I took Simon to see a superhero movie this afternoon. On the drive home, I told him I was thinking about writing a blog post about toxic masculinity. He liked that a lot, and told me I should include his story in it. He told me that my example, as well as that of his brother, had helped him to realize that there are ways of being masculine that are not toxic; that men can be gentle, loving, and emotional, without being weak; and that this is the kind of man he wants to be.

Writing those words, I'm feeling those emotions right now. After a week of dealing with increasingly aggressive boys who seem not to be learning anything from my example, it's a wonderful feeling to know that this boy was paying attention the whole time, and found in me the power he needed to tell the world who he really is.

Comments

  1. Thank you for this.

    I got taken to task on FB today for posting a video about "raising boys" vs. "raising girls" that gets into the things you mention. One of my friends, who has only raised girls (3 of them), said girls are just as "messy" and boys. I have not responded, because I have never raised girls, and cannot comment on comparing them. But I felt that she was missing something, too.

    Before my son was born, I wanted with all my might to believe that this higher level of -- what is it, aggression? -- you and I both notice in boys was not intrinsic but learned, social behavior taught by parents who told boys to behave one way and girls another.

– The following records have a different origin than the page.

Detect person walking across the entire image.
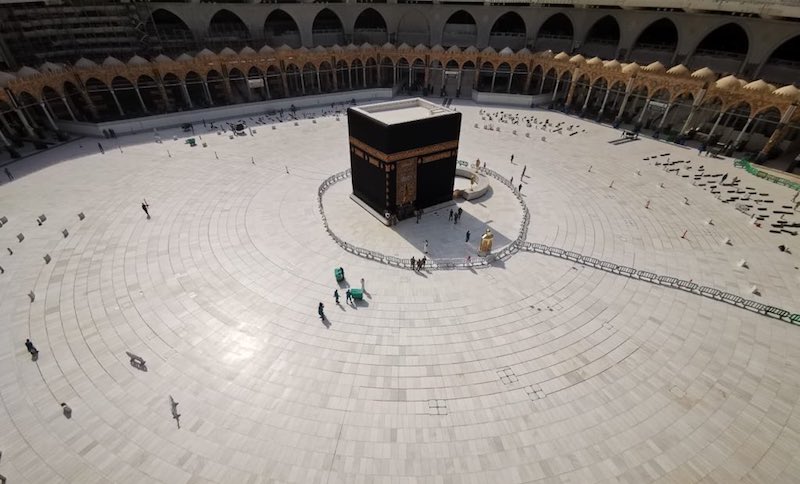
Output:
[142,200,150,220]
[25,339,39,359]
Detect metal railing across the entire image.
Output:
[733,159,800,192]
[317,161,530,270]
[520,242,800,325]
[317,164,800,326]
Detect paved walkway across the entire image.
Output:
[0,100,800,483]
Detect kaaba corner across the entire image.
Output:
[347,98,461,220]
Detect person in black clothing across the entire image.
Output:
[25,339,39,360]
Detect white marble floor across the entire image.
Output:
[0,103,800,484]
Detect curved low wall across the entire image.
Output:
[456,167,489,200]
[57,88,392,137]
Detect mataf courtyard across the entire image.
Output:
[0,101,800,484]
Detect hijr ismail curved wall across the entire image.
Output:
[0,43,800,163]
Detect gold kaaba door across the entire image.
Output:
[395,159,417,206]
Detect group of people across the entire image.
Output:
[411,256,428,272]
[447,207,464,224]
[332,288,355,304]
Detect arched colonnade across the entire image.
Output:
[0,44,800,160]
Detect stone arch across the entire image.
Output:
[206,8,250,51]
[508,62,528,94]
[15,91,46,131]
[318,61,335,92]
[284,64,303,97]
[638,87,672,129]
[161,72,191,111]
[206,69,230,106]
[379,57,394,87]
[397,9,431,46]
[410,58,425,91]
[302,62,319,94]
[228,67,250,104]
[0,100,29,136]
[84,77,122,120]
[622,83,650,122]
[745,106,781,150]
[542,67,558,92]
[661,90,694,134]
[598,81,627,120]
[442,10,478,47]
[571,74,592,109]
[349,59,364,89]
[63,81,94,121]
[760,35,800,84]
[246,66,269,101]
[489,62,512,92]
[145,8,196,55]
[580,15,620,59]
[476,61,495,92]
[719,101,753,144]
[688,22,750,72]
[580,76,610,115]
[41,86,72,121]
[364,57,378,87]
[111,76,145,115]
[311,8,344,46]
[535,13,575,52]
[336,59,351,90]
[528,64,544,94]
[489,11,528,51]
[555,69,573,104]
[136,74,168,113]
[264,8,301,48]
[264,65,287,99]
[628,18,679,65]
[185,71,211,107]
[353,8,389,45]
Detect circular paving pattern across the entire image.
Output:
[0,100,800,483]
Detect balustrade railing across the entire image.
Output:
[317,164,800,326]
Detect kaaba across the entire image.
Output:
[347,98,461,220]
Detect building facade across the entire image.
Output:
[0,2,800,166]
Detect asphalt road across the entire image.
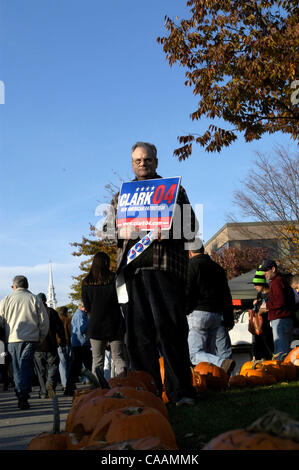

But no matter how gentle I try to get my son to be, he is not. And as boy-like as I always was (and still am in many ways), there are just some lines I never would have crossed, and he seems to leap over them, oblivious.

    There is a difference.

    Perhaps there is some male and female in all of us -- and some of us are more one than the other, and sometimes that matches the various physical signs, and sometimes it doesn't, such as in your son Simon. I've never felt particularly female, but I'm also sure I'm not male. I know that gender is way more complicated that we like to admit.

    And that sometimes it's less so. Sometimes, boys will be boys. And sometimes that's okay, too. Except when it's not.

    Like you, I have no answers. But I am glad to read your take on things, as always.

    BTW, Fred Rogers is also a great example of masculinity that is not toxic.

    Blessings to you and your family.